There is a case where at the end with two functions which could be optimized
with:
```
...
csrwi   vxrm,0
...
vnclipu.wi  v1,v1,6
...
```
Here GCC chooses vmax/vmin/truncate regardless of introducing a temporary
variable or not.

[Bug middle-end/120378] Support narrowing clip idiom

2025-05-23 Thread rguenth at gcc dot gnu.org via Gcc-bugs
https://gcc.gnu.org/bugzilla/show_bug.cgi?id=120378

--- Comment #5 from Richard Biener  ---
(In reply to Robin Dapp from comment #4)
> Does it make sense to have the vmax/vmin/truncate pattern as a fallback for
> other targets?  On riscv it would save one predicated instruction.

I think if targets decide that they could implement the optab in this way,
so I'd not do this initially.

[Bug middle-end/120378] Support narrowing clip idiom

2025-05-23 Thread rdapp at gcc dot gnu.org via Gcc-bugs
https://gcc.gnu.org/bugzilla/show_bug.cgi?id=120378

--- Comment #3 from Robin Dapp  ---
vnclipu is basically a scaling (narrowing), rounding shift with subsequent
"clip" i.e. saturation.  Its input and output is unsigned, though, so for the
function above we first need to "clip" the negative values to 0 and then shift
twice from unsigned int to unsigned char.

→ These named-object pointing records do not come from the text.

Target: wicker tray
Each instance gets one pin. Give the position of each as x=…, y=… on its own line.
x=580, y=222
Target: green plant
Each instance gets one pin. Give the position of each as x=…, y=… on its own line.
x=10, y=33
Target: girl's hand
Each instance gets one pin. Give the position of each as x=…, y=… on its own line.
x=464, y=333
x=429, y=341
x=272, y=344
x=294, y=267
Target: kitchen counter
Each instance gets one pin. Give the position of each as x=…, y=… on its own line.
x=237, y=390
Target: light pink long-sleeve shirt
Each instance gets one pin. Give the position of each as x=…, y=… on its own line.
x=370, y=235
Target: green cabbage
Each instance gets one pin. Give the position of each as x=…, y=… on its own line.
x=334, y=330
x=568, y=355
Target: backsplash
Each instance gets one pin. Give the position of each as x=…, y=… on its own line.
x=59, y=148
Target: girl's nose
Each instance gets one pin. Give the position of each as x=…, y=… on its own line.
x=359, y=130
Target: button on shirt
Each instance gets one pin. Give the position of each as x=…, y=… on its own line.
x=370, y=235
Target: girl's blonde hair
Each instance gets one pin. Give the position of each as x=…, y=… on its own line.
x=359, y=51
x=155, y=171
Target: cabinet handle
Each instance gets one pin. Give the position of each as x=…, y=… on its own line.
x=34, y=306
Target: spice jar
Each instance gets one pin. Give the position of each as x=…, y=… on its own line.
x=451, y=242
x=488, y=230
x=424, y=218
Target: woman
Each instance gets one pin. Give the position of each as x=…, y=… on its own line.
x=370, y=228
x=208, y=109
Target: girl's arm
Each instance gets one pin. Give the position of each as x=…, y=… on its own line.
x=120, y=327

So far I'm only aware of the vector insn but I think there are discussions
about a scalar one for a future extension.

There's also vnclip (signed -> signed).

An alternative to vnclipu would be vmax (vmin (...)) but then we'd still need
to truncate the result 2x.  Truncations are narrowing shifts as well, meaning
we'd need 4 instructions instead of 3.

[Bug middle-end/120378] Support narrowing clip idiom

2025-05-23 Thread rdapp at gcc dot gnu.org via Gcc-bugs
https://gcc.gnu.org/bugzilla/show_bug.cgi?id=120378

--- Comment #4 from Robin Dapp  ---
Does it make sense to have the vmax/vmin/truncate pattern as a fallback for
other targets?  On riscv it would save one predicated instruction.

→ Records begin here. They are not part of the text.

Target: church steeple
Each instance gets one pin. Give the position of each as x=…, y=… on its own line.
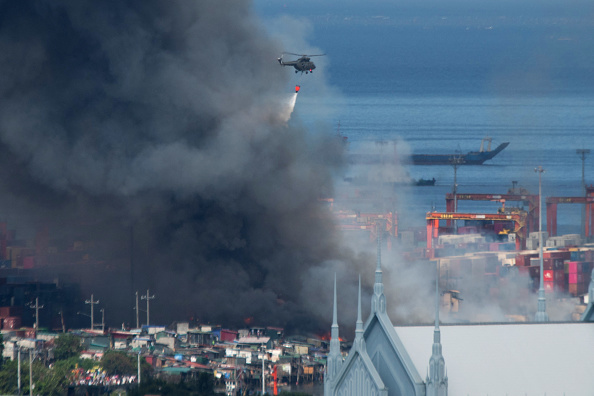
x=359, y=326
x=437, y=379
x=334, y=356
x=378, y=301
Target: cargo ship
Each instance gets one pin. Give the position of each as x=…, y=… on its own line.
x=470, y=158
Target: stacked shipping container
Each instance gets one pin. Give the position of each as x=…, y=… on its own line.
x=565, y=270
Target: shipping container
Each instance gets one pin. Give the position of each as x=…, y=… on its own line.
x=11, y=323
x=552, y=276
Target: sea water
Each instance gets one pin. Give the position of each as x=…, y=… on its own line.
x=439, y=78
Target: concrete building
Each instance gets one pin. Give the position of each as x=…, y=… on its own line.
x=505, y=359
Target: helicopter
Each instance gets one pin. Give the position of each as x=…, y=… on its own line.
x=303, y=64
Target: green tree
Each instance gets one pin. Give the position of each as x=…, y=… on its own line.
x=67, y=346
x=8, y=377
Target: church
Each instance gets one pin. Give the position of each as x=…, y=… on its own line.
x=499, y=359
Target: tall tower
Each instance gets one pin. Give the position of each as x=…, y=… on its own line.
x=378, y=301
x=437, y=379
x=334, y=363
x=359, y=340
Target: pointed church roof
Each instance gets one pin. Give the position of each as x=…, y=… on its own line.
x=510, y=359
x=379, y=318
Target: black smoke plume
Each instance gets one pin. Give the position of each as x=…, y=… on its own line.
x=154, y=131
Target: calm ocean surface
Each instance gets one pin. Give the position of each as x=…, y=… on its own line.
x=438, y=81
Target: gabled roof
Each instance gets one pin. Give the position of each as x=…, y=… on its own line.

[Bug middle-end/120378] Support narrowing clip idiom

2025-05-23 Thread rguenth at gcc dot gnu.org via Gcc-bugs
https://gcc.gnu.org/bugzilla/show_bug.cgi?id=120378

--- Comment #2 from Richard Biener  ---
So what does vnclipu do?  But yes, the way to fix is to add an optab for this,
a vectorizer pattern and/or a match rule (in case that insn is a thing for
non-vector as well).

[Bug middle-end/120378] Support narrowing clip idiom

2025-05-21 Thread liuhongt at gcc dot gnu.org via Gcc-bugs
https://gcc.gnu.org/bugzilla/show_bug.cgi?id=120378

--- Comment #1 from Hongtao Liu  ---

> The ifcvt'ed code before vect is:
> 
>   _4 = *_3;
>   x.0_12 = (unsigned int) _4;
>   _38 = -x.0_12;
>   _15 = (int) _38;
>   _16 = _15 >> 31;
>   _29 = x.0_12 > 255;
>   _17 = _29 ? _16 : _4;
>   _18 = (unsigned char) _17;
> 

For the testcase in PR, I think x.0_12 > 255 must be false since it's
zero_extend from unsigned char. So the comparison can be optimized off?